Ma chi era Antonio? E che cosa ci faceva lì? Innumerevoli testate hanno speso fiumi di parole su di lui, per cui ci limiteremo a dire solamente l’unica cosa veramente importante: era un appassionato e condivideva le sue passioni instancabilmente con chi gli stava accanto. Le sue passioni erano la politica, in particolar modo quella riguardante l’Unione Europea, della quale era un convintissimo sostenitore, e il giornalismo. Riusciva a coniugare perfettamente queste due passioni attraverso il lavoro di reporter e speaker per il progetto di Europhonica: l’unione di diverse radio universitarie europee, sparse fra quattro Paesi dell’Unione, il cui scopo è trasmettere le notizie dalle istituzioni dell’Unione Europea e favorire così lo sviluppo di una coscienza unitaria europea. Antonio era a Strasburgo per trasmettere e commentare la seduta plenaria del Parlamento europeo che si sarebbe tenuta qualche giorno dopo l’attentato, per conto di Europhonica e della radio universitaria dell’Università di Trento.
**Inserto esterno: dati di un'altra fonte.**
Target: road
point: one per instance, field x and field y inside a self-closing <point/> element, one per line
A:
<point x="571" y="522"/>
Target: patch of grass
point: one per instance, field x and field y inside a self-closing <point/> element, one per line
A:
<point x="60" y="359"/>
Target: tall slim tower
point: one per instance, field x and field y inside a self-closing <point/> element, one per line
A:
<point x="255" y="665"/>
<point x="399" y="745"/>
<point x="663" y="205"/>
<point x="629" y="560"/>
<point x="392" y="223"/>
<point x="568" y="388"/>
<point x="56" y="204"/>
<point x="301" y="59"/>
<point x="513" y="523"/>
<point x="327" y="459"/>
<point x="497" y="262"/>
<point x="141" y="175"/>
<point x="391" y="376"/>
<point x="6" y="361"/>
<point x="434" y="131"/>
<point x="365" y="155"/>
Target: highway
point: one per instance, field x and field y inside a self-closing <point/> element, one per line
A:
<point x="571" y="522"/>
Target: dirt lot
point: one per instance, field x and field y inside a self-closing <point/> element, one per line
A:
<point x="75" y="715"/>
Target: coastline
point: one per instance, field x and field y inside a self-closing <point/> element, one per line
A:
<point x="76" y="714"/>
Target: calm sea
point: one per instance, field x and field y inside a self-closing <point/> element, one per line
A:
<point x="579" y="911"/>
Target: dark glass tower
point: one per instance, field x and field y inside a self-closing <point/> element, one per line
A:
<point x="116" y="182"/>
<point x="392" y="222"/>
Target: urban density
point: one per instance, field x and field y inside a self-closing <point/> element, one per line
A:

Da tutti questi elementi si può capire un’altra cosa di Antonio: era un figlio del suo tempo e soprattutto ci azzarderemmo a dire, dopo aver ascoltato alcune testimonianze, che Antonio non avrebbe mai sostituito il suo tempo contemporaneo con quello di un’epoca passata che non ha mai vissuto; e guardava al futuro con speranza e ottimismo. Vorremmo sottolineare quest’ultimo aspetto, che forse più di altri lo caratterizzava, perché la generazione dei millennials, di cui faceva parte anche Antonio, è quella che più di tutti ha beneficiato della maggiore integrazione europea, del programma Erasmus e della maggiore facilità nel potersi muovere. Tuttavia ci sono tanti giovani più o meno suoi coetanei che, nonostante abbiano goduto di tutti i benefici della mobilità internazionale durante i loro studi scolastici o accademici o per motivi lavorativi, sono rimasti ugualmente affascinati dal conservatorismo e da un ritorno al passato come unica soluzione per risolvere le contraddizioni e le sfide del nostro tempo.

Antonio invece, grazie al suo percorso di studi, alle sue esperienze e ai suoi viaggi, era in grado di cogliere e interpretare le contraddizioni di oggi in un’ottica progressista, ma nel senso lato del termine, perché aveva capito meglio di altri che tornare indietro non è semplicemente un’opzione praticabile. Amava viaggiare e si sentiva un cittadino europeo, ma non disdegnava assolutamente per questo la terra nella quale ha vissuto per la maggior parte della sua vita, il Trentino. Soprattutto Antonio comprendeva, probabilmente grazie anche ai suoi studi in Scienze della Comunicazione all’Università di Verona, che, con un linguaggio semplice, un atteggiamento instancabilmente costruttivo e pacato e un po’ di ironia, si poteva raggiungere un pubblico sempre più vasto per creare e condividere informazione e cultura in merito all’Unione Europea.

Antonio Megalizzi è un rappresentante del nostro tempo e il suo modo di vivere la vita e di interpretare questo cielo contemporaneo, a volte così imperscrutabile, sono un ottimo esempio da cui partire per spostare le montagne.